Is this a great country, or what?
Is this a great country, or what?”
I would suspect there are many of us around from the pre-cellphone, pre-texting era who are living, walking, breathing testimony to the fact that it is quite possible to survive quite well without being co-dependent on either or both.
Doesn’t anyone read the fine print anymore?
That’s not how they operate. Any money even stealing money from pay per whatever phones which seems to contradict what their commercials say.
At $1.00 per text message, she would have to send or receive an average of one text message every 1.24 minutes, every minute of every hour of every day for 30 days.
I’m on dial-up right now and I own no cell phone. Upstairs is a rotary phone from the 1940’s.
Color me plugged in, aware, and fiscally solvent.
Yeah; I'm one of THOSE, but I like the cellphone that I PAY FOR; but I refuse TM's and don't care for that. Email works good, though.
Verizon sends me a free text message whenever Im about to hit my free limits and start getting charged for overages. In my more than 12 years with Verizon, Ive never had a billing problem they didnt correct, and Ive only had a handful of those.
Prepaid unlimited talk and text is widely available for under $45/mo. The same idiots that experience cell-bill shock are the same ones that brought on the foreclosure crisis.
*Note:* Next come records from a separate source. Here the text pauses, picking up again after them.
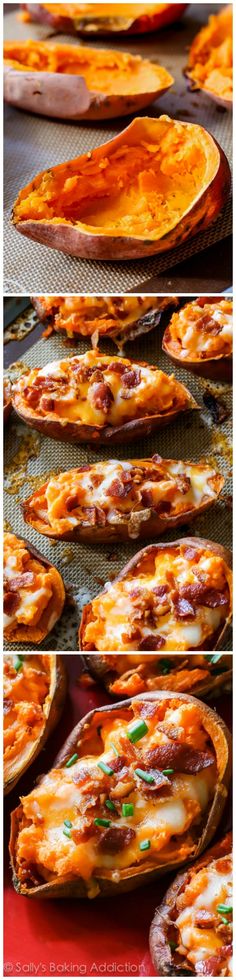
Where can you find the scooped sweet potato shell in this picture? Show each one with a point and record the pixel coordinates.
(71, 82)
(145, 191)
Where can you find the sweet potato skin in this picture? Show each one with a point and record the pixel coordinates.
(136, 561)
(160, 949)
(21, 632)
(206, 689)
(58, 686)
(131, 878)
(117, 532)
(141, 24)
(80, 243)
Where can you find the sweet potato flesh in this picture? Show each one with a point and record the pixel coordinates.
(107, 72)
(211, 56)
(138, 186)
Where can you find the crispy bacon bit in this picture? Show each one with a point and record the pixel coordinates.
(102, 397)
(115, 839)
(152, 642)
(212, 966)
(180, 757)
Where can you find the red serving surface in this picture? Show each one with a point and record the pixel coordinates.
(107, 937)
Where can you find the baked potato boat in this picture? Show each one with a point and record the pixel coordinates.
(138, 788)
(34, 594)
(99, 398)
(118, 501)
(118, 318)
(145, 191)
(112, 18)
(66, 81)
(210, 64)
(128, 674)
(34, 687)
(191, 933)
(200, 338)
(171, 596)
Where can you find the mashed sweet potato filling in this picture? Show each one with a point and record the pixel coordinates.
(108, 72)
(139, 185)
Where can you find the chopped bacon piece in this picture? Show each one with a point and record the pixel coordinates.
(115, 839)
(152, 642)
(180, 757)
(102, 397)
(212, 966)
Folks really should read the fine print.
Network overhead between your phone and the tower is way more than the 160 characters you are allowed per text message. Unless you’re attaching large media files which only certain phones allow, text-only messages should be free. It’s really just noise on the carrier’s capacity and free money for the carrier.
There is LOTS of fine print. Everything you touch these days has some corporate lawyer posted pages and pages of fine print on it.
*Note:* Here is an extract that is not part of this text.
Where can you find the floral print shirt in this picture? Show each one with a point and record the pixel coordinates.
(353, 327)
Screw all the fine print, just tell us the deal is in plain English. Fine print is no more that “depends on what the meaning of IS is”.
The real issue here is international calling. Phone calls that initiate from outside the U.S. are charged and regulated by that country, not American phone companies. Ever tried to make a phone call from Mexico while on vacation? The cost is outrageous but it isn’t the American phone company that came up with the rates. It’s the Mexican phone company that chose them. Wouldn’t shock me at all if Haiti’s are just as bad.
I really don’t know what texting rates are because I’m all thumbs and can speak a lot faster than I can type. But I don’t doubt that those rates are excessive too, and probably even worse when they originate from Haiti or Mexico or anywhere outside the U.S.
Count me in too. I do have high speed internet so my landline phone is included. I do not own a cell phone. My husband’s company offered unlimited long distance, unlimited text for everyone in the family for $40 a month.
I didn’t get it. I can’t justify spending money on something I don’t need. I don’t know anyone here anyway.
I use Verizon pre-paid because I only really have it for travel. I have used it twice when I had car trouble on the road. I also have AAA and with the two, I have never been more than 30 minutes late on a 200 mile trip. LOL!...but true.
People are sheep. If you pushed putting a carrot in your ear through the media propaganda long enough, ‘cutting edge’ sheep would eventually walk around with a carrot shoved in their ears. After awhile (~14%) most people would begin to do the same.
In my 50’s and still with carrot-free hearing.
Just turned 50 and doing the same. I love the freedom.
I never attempt to contact home from another country except by email. Have had too many $urpri$es$!
I look forward to the day where cell phone rates are low and consistent. Anyone else remember the days when long distance calls (yes, on rotary landline phones to all you sanctimonious old goats) were outrageously expensive and times had to be monitored to avoid a bank-breaking bill?
Every few years I get hit with a bank-breaking cell phone bill for one reason or another. As a general business model, infuriating your customers every few years is a poor plan, but will monopoly regulations ever break up the cell phone companies to increase competition as was done with the old long-distance services?